May 17, 2005

Falling off the Internet

We’ve been experiencing some connectivity issues at home with our BT broadband package. Every now and again connectivity will vanish all together for a period ranging from a few minutes to a few hours. This is a relatively new problem. There are a number of reasons why this is a bad thing but the most acute is the difficulties this presents us with when trying to run a business from home.

Diagnostics show that the failure is in the PPP connection from our router/modem to the BT server. The internal wireless intranet continues to work fine. This, coupled with the fact that BT are currently performing major works to the whole of their network until August this year and the fact that their recorded support line continues to offer the advice that some customers in some unnamed areas may experience some connectivity issues, leads me to believe that they are culpable.
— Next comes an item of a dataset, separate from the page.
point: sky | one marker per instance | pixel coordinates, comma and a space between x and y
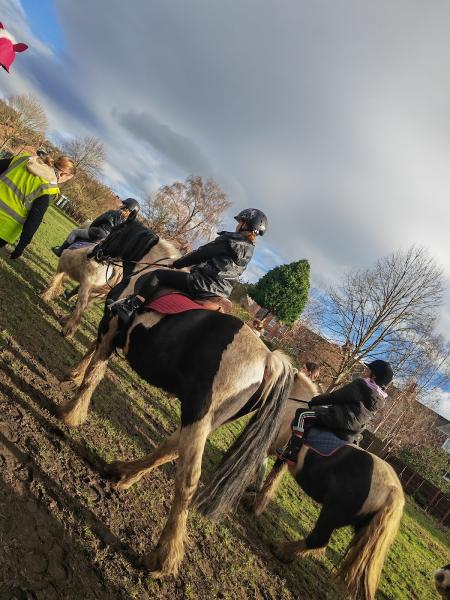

So, after taking a call from an irate Mrs. England Project this morning, and after going through the usual list of things to try, I could only suggest the un-suggestible. Phoning support.

I know, I know, what a fool I am.

Anyhow, Mrs. England Project was on the phone for an hour before she managed to get through to a human being. The person she managed to talk to had difficulty understanding the problem because (honest truth) he was French. He had some significant holes in his understanding and expression of concepts structured around and conveyed in the verbal form of the English language. His eventual advice was that our router was not supported by BT and that we should hit the “access with a sharp object only” reset button. Our router? A BT Voyager 2100.

My good lady, being good, refused to hit the reset button and as a consequence she was 100% responsible for preventing the loss of our network’s port forwarding information, IP allocation settings and network encryption method and key. Stupid she ain’t.

After slamming the phone down it transpired that connectivity had returned all by itself. Oddly enough this is a remarkably similar scenario and outcome as to that suggested by the BT service line recorded message, leaving us none the wiser about how likely and at what rate such future outages might occur.

This rant was brought to you via a different provider.